The Bank of England's Monetary Policy Committee, after delivering a rate cut in August, are set to stand pat this time out. However, the Old Lady's decision on the pace of balance sheet run-off over the next year will be closely watched, especially given recent jitters at the long-end of the Gilt curve.
However, the call to stand pat is unlikely to be unanimous. A 7-2 vote in favour of holding Bank Rate steady seems most plausible, with external members Dhingra and Taylor dissenting in favour of a 25bp cut. Dhingra, owing to her typically uber-dovish stance, and Taylor owing to his initial vote for a 50bp reduction last time out, plus recent commentary indicating his preference for 'four to five' cuts this year.
The MPC's policy guidance is likely unchanged from last time out. The statement will probably reiterate that the MPC will take a 'gradual and careful' approach to future rate reductions, while repeating that the pace will remain 'data-dependent'.

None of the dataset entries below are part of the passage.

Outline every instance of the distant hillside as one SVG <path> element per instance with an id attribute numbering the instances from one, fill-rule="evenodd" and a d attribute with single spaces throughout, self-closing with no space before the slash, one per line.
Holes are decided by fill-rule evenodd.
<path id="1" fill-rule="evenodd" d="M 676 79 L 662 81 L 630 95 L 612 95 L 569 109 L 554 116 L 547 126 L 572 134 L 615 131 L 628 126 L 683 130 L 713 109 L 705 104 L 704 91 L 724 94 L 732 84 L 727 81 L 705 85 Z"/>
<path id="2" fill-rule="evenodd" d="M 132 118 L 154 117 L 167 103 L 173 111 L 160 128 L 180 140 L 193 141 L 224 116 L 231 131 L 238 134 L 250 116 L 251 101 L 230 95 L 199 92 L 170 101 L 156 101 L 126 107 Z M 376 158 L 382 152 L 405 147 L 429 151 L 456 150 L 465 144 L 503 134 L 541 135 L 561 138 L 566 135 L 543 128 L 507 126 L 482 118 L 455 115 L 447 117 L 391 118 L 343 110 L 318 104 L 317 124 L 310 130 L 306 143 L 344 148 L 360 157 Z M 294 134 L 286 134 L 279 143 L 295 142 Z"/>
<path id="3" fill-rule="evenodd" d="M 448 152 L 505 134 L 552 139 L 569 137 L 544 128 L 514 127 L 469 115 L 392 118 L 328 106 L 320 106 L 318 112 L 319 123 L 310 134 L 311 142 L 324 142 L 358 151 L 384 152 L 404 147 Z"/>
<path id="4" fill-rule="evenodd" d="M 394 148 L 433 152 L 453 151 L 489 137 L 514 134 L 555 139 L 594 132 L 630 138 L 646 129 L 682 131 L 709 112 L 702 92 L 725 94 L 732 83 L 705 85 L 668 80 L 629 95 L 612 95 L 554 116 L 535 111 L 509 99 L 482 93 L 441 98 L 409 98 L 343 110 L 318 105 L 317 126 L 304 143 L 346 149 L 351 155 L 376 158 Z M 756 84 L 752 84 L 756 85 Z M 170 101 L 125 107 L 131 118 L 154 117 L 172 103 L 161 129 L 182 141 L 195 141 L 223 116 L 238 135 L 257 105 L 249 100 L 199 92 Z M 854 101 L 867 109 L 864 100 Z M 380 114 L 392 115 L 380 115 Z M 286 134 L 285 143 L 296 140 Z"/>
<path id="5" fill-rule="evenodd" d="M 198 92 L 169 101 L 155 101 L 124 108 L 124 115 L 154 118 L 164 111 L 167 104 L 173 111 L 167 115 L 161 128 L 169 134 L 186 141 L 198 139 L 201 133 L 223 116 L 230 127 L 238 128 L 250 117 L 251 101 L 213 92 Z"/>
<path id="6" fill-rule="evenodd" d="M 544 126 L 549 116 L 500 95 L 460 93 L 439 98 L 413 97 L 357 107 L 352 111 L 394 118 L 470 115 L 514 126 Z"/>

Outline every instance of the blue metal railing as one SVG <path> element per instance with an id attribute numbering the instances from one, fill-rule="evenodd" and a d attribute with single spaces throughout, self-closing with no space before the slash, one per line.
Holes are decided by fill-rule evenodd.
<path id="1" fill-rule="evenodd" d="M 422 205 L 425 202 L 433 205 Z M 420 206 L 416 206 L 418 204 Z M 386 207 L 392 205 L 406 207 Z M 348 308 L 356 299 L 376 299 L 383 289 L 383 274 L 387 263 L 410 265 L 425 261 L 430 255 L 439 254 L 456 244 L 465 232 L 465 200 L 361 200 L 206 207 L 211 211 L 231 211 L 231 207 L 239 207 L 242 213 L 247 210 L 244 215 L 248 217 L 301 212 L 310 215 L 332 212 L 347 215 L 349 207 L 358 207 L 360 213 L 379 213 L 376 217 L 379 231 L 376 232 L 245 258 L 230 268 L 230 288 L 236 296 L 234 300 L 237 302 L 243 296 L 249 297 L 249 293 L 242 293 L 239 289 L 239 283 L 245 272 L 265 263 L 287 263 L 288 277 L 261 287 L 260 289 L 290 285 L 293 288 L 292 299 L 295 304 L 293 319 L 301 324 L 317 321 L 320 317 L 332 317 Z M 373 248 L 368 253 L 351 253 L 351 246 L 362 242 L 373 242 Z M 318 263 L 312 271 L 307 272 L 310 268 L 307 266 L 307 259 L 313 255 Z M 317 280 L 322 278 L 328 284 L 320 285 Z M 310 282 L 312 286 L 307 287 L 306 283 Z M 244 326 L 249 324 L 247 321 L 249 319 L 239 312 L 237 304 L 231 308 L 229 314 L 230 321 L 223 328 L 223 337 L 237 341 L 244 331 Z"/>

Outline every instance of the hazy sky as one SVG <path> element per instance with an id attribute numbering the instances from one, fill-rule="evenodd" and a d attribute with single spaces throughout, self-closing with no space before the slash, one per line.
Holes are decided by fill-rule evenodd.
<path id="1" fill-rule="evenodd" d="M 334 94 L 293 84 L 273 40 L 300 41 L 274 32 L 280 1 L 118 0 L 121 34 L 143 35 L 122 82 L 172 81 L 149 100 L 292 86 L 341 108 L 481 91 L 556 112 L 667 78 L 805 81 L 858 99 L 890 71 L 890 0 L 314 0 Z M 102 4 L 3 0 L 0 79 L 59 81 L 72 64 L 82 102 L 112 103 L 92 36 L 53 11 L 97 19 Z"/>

With the rate decision relatively predictable, the main intrigue surrounds the annual balance sheet review. For three years, the MPC has been reducing Asset Purchase Facility holdings by £100bln per annum, split between passive run-off of maturing securities and active Gilt sales.
While active sales have proceeded smoothly in terms of market reception, the Bank's research shows they add up to a 25bp premium onto 10-year Gilt yields, and likely higher than that further out the curve. These sales also crystallise losses, requiring HM Treasury indemnification, while also prompting a steeper Gilt curve compared to DM peers.
Given this, and QT's tightening impact offsetting easing from Bank Rate reductions, the MPC are likely to trim the overall QT envelope. Maturing Gilts would passively reduce holdings by around £50bln over twelve months, with active sales the key question. Anything above the current £13bln seems implausible, likely leaving overall reduction around £60bln. Ending active sales would ensure market stability, though tilting sales towards shorter maturities seems more plausible.
With no new forecasts due, there's no post-meeting press conference scheduled. Governor Bailey may make media remarks echoing recent comments that rates remain on a 'downward path', but the MPC shouldn't cut too quickly or too much.
Besides balance sheet developments, September offers little fresh information on Bank Rate outlook. By retaining 'gradual and careful' guidance, the MPC maintains an easing bias and preference for predictable, quarterly cuts. The next 25bp cut remains likely at November's meeting, though September's CPI report due 22nd October may threaten this if headline inflation rises above the projected 4% peak.